Cake flour usually refers to wheat flour, which is wheat that has been ground or milled into a soft and fine texture. It is the common base ingredient for baking cakes or cookies. However, it is distinct from regular or ordinary wheat flour, which is usually appropriate for baking bread but not for cakes. Cake flour is wheat flour specially processed for use in baking cakes.
Cake flour has lower protein content than flour made from other cereals or ordinary wheat flour. In processing wheat to become cake flour, the flour is bleached, thereby inhibiting the production of gluten, which accounts for the hardness or toughness of baked goods such as bread. Cakes are meant to be soft, fluffy, light, and tender. If your cake uses regular wheat flour or all-purpose flour, it would turn out having a similar texture to bread.
Cake flour has high starch content, as well, making it ideal for use in baking cakes. The high starch content prevents the cake from collapsing and distributes fat equally in the batter for it to improve the texture of the baked good.

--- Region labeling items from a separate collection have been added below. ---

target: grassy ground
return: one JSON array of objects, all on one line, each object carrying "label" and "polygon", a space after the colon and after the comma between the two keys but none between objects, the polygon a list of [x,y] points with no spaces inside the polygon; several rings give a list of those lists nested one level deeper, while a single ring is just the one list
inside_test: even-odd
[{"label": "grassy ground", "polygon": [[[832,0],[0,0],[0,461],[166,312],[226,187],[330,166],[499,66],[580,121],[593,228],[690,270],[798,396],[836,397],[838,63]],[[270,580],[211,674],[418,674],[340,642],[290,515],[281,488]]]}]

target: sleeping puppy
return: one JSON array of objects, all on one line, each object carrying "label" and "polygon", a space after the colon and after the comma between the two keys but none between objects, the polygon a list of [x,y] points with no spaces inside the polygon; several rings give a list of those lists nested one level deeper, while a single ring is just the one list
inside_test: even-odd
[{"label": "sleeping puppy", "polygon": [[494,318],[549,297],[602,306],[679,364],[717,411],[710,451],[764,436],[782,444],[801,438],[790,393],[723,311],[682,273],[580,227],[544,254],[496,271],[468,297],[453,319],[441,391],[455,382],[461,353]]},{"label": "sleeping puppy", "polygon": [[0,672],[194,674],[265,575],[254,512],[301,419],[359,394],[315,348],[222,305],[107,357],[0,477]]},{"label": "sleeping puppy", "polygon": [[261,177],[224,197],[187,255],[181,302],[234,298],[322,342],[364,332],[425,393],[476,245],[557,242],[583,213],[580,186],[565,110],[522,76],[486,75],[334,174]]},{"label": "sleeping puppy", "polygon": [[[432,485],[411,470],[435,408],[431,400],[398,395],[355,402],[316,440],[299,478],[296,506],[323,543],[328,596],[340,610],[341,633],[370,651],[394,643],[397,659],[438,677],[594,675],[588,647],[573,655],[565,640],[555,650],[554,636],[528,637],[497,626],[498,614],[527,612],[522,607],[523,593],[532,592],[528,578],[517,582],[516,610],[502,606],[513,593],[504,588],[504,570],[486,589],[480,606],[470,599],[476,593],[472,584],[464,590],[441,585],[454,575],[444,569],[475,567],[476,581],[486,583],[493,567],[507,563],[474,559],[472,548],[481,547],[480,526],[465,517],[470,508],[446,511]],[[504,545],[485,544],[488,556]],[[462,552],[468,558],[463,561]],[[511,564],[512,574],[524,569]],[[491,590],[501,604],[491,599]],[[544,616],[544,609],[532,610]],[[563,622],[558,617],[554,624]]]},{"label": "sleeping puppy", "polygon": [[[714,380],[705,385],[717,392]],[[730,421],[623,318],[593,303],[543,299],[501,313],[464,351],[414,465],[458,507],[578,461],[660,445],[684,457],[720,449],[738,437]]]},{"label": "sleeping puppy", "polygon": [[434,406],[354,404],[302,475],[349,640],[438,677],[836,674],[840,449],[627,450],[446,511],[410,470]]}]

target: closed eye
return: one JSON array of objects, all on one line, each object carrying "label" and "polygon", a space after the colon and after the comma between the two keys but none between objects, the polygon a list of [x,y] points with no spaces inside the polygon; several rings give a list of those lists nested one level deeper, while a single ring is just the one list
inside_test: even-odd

There are those who want to bake cakes or cookies but don’t know what flour to use or where to buy it. Cake flour and other types of flour are available in most groceries. To an untrained eye, all flour is the same. But this is farthest from the truth. There are different types of flours, each one having a unique texture, color, protein and starch content, and suitability for a certain baking task. Cake flour, for example, is very white, soft, and fine. If you are buying flour for baking a cake, make sure you read the label and buy cake flour.

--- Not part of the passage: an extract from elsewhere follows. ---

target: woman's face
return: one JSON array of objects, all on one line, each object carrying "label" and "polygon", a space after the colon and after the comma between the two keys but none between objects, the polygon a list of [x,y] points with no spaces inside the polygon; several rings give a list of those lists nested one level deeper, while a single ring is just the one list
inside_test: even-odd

In the absence of cake flour, bleached all-purpose flour may be used for cakes and other pastries. However, some measuring adjustments have to be made. The general suggestion is to subtract two tablespoons of all-purpose flour for each cup of cake flour that the recipe requires.
Although a substitution can be made, cake flour is still the ideal ingredient for cakes. All good bakers use cake flour exclusively for cakes or cookies that need to have a soft and tender crumb. Cake flour is especially good for baking recipes that call for high sugar content.
When working with cake flour in baking your cake, measure the right or exact amount called for by the recipe. The quantity is essential to achieving the right outcome of the finished product. Avoid compacting the flour when you measure it, or else your cake will come out heavier than expected. Cake flour can be sifted before or after a cook measures it; it depends on the whether the recipe asks for sifted flour or unsifted flour.
Cake flour does not spoil fast and can be stored inside your refrigerator, freezer, or in a cool, dry place. If stored in a freezer, make sure the flour is defrosted before using it. Storing the flour inside the refrigerator or freezer also prevents insects from accessing the flour.